Tutte quelle parole, tutta la voce smarrita dentro, che cerca di uscire, di rivelarsi e dire, raccontare, parlare, gridare, piangere, ribellarsi, ridere, urlare. E invece no, resta dentro, a marcire, a diventare polvere, nemmeno più ricordo, un'eco forse di altri giorni, di quando ti dicevo "ti voglio bene", di quando ti chiedevo "cosa c'è". E ti scrivevo lettere, messaggi, che tu leggevi avido, aspettavi con ansia, per correre poi ad abbracciarmi. O forse è solo un altro errore della memoria, anche questo, come tutto quello che ora porto dentro, speranze deluse, sogni, io e te sul prato, io che ti guardo giocare, io e te che giochiamo insieme, e anche la rabbia, le grida, la voce alterata. Tutto è confuso, tutto è disperso e mischiato in questo tempo che non è più di attesa.

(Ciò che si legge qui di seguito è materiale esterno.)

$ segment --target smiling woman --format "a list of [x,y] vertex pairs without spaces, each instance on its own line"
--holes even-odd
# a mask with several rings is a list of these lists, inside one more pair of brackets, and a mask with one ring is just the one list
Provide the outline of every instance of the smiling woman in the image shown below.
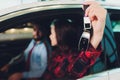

Finito. Tutto. Questo è il sentimento. Non so se puoi capire. Non so se puoi sentire la lacerazione, come la sabbia che passa tra le dita e non c'è più, e quel granello, quello luminoso, speciale, il tuo, è perduto con gli altri. Non serve a niente cercare, scavare, è perduto. Il vento porta via l'ultimo tentativo, il grido, inutile, come tutto il resto. A che vale? A che vale?
Ma tu mi vedi? Riesci a vedermi? Qui, accanto, senza più voce, né d'amore né di rabbia. Indifferente a tutto, non differente da un sasso, un tronco caduto. Ci sono giorni che mi spaccherei il viso a forza di graffi, che vorrei urlare ai passanti per strada per essere portato via da qui, che non vorrei tornare a casa per non vederti ancora lì, anche tu cosa tra le cose. Ma tu non mi vedi. Tu non ti vedi. E non ascolti.